Anticipating infusing the final cardioplegic dose; delivery temperature is set at 37 degrees C, essentially to correspond when all anastomoses are complete. This provides for warm reperfusate, both antegrade and retrograde to be delivered without stopping the continuity of the operation. This will also avoid needless delays waiting for rewarming prior to terminating bypass.
The final cardioplegic dose is delivered warm with or without K+. This should be followed immediately by warm blood with zero cardioplegia, zero K+. This provides administration of warm blood while checking for any leaks, de-airing of grafts and washing out metabolites and any extraneous potassium.
Please keep in mind; there is zero downside to replenishing the heart with as much oxygen-rich blood as you deem feasible.
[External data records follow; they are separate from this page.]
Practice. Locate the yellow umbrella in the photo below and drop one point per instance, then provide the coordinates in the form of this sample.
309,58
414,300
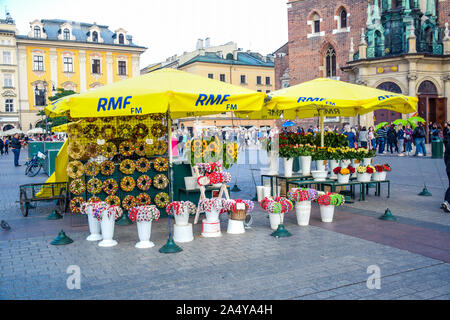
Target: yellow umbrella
183,93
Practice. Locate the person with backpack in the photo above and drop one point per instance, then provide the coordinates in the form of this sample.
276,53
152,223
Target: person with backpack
419,135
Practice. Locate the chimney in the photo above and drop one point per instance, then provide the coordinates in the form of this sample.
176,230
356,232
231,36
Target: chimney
199,44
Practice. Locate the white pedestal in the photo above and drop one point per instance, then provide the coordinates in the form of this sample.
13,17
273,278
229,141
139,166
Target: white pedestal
235,227
183,233
211,229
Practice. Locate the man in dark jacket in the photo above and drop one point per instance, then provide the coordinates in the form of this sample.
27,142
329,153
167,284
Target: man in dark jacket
15,147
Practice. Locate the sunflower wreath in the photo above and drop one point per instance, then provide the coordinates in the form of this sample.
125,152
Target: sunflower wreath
75,130
143,199
94,186
76,150
113,200
109,150
128,202
77,186
161,200
91,168
126,148
140,131
125,131
75,204
108,132
127,166
144,182
110,186
107,168
161,164
127,184
91,131
158,130
160,148
75,169
140,148
160,181
92,150
142,165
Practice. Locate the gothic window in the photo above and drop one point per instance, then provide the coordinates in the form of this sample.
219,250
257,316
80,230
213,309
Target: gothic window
330,62
343,18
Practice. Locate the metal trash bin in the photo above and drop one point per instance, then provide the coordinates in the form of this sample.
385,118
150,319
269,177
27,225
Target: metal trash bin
437,149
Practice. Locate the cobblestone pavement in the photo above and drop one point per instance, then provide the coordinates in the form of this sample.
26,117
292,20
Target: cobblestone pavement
321,261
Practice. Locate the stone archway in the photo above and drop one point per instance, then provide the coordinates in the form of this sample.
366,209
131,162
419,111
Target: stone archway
384,115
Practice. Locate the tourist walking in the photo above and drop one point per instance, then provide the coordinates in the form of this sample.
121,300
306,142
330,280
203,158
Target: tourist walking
15,147
419,135
408,139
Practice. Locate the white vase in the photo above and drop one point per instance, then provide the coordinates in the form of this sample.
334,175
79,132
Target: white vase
364,177
182,219
144,233
332,164
367,161
303,212
275,219
273,162
212,216
288,163
343,178
321,165
107,226
306,165
326,213
94,226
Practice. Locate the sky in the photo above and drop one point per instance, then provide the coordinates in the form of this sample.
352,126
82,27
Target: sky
168,27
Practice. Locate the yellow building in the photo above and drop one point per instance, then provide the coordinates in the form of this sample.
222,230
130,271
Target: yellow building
70,55
229,64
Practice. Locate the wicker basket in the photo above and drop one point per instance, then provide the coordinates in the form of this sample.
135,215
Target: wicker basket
238,215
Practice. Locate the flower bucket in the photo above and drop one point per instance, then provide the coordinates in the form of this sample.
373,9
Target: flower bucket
326,213
367,161
306,165
182,219
288,163
275,220
107,227
332,164
94,226
379,176
343,178
364,177
303,212
212,216
321,165
273,163
144,233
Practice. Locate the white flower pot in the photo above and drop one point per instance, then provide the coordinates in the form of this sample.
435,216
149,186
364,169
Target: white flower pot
107,226
212,216
275,219
379,176
190,183
345,163
326,213
321,165
303,212
144,233
182,219
273,162
364,177
306,165
288,163
94,226
343,178
367,161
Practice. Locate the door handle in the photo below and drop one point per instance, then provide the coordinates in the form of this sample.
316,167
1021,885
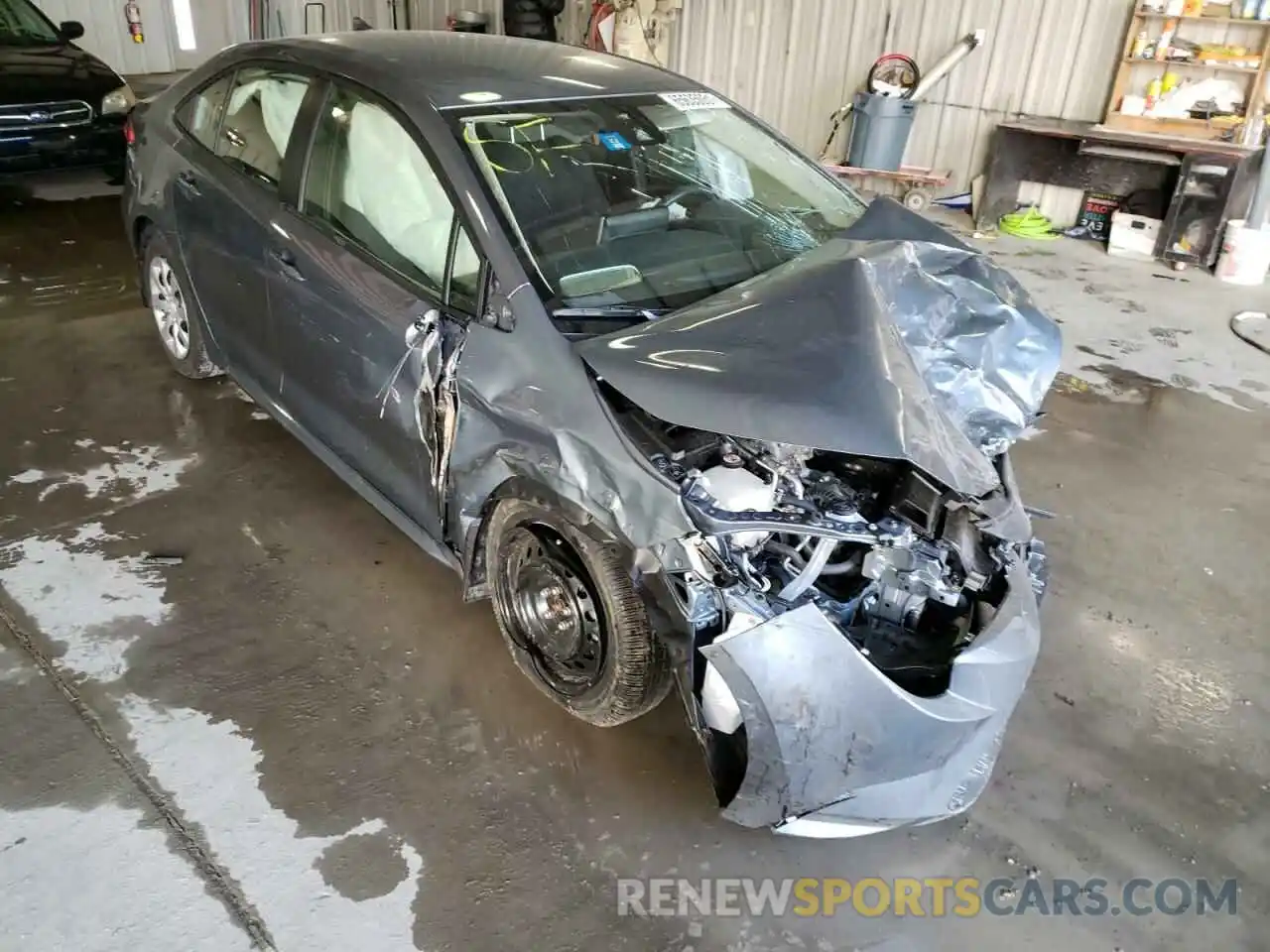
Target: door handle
189,182
286,262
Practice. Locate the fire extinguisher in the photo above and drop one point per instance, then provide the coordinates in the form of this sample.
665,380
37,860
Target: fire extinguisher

Studies have indicated this whole blood washout procedure enhances the recovery period, dilating the heart and vasculature thereby replenishing any energy stores down to the myocyte.
In the 1970’s we had a rather macabre expression: “Surgery was a success. But the patient died”. This was in reference to utilizing a patient and family member who would act as the heart-lung machine.
It has been the goal since this forgetful period in time to strive for any patient in any condition to undergo revascularization and never look like they endured surgery.